En réalité, le texte ne s’achève pas là. En guise d’épilogue, une clé de lecture est ajoutée (v. 14-16).
Le Seigneur dit à Moïse : « Écris cela dans le livre en souvenir, et mets dans les oreilles de Josué que je veux effacer le souvenir d’Amaleq de dessous le ciel ». Et Moïse édifia un autel et il l’appela « Le Seigneur : mon étendard ». Et il dit : « Puisqu’une main (est) contre le trône du Seigneur, guerre du Seigneur contre Amaleq de génération en génération ».

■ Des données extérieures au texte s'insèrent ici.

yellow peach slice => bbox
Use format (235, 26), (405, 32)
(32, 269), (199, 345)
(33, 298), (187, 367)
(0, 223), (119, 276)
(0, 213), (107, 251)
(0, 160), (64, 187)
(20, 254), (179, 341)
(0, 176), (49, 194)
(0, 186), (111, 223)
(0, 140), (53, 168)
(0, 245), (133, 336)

L’ordre divin est étrange : si l’incident est consigné par écrit « pour mémoire », comment le souvenir de l’adversaire pourra-t-il être effacé ? Il y a là un paradoxe à tenir. Il importe de se souvenir de cette bataille pour ce qu’elle signifie, à savoir que s’en remettre à Dieu est la clé de la victoire face aux agressions. Mais il importe tout autant d’effacer le souvenir de l’agresseur car il a été seulement l’occasion de la leçon dont il faut se souvenir. Dans sa réaction, Moïse écho successivement à chacune des deux parties de ce que le Seigneur lui a dit. D’une part, en mémoire de l’intervention salvatrice de ce Dieu, il érige un autel dont le nom rappelle le bâton levé comme un étendard de liberté. D’autre part, interprétant la seconde partie de la parole divine, il affirme que l’agression dont Israël a été l’objet était dirigée en réalité contre le Seigneur dont Amaleq défiait la souveraineté sur son peuple. C’est pourquoi – c’est du moins ce que Moïse comprend alors – Dieu déclare la guerre à Amaleq et à ceux qui, comme lui, ont cette prétention. Attention : Dieu, pas Israël ! Pourtant, rappelant l’incident 40 ans plus tard, Moïse dira aux Israélites qu’ils sont le bras armé de Dieu (comme quoi, même les « hommes de Dieu » ne sont pas les derniers à trahir ce qu’ils sont censés servir et à corriger Dieu à l’occasion) : »Souviens-toi de ce que t’a fait Amaleq quand vous étiez en route en sortant d’Égypte… Lorsque le Seigneur ton dieu, t'aura accordé le repos loin de tous les ennemis alentour dans le pays qu'il te donne en héritage pour que tu en prennes possession, tu effaceras le souvenir d'Amaleq de dessous le ciel. N'oublie jamais !« (Deutéronome 25,17.19). Une rhétorique guerrière à laquelle le premier ministre de l’État d’Israël a fait écho en octobre 2023 : en citant la première phrase du texte biblique, il assimilait l’ennemi sanguinaire du moment à Amaleq. Il s’est défendu alors de donner à penser qu’un génocide s’imposait. Deux ans plus tard, on jugera sur pièce.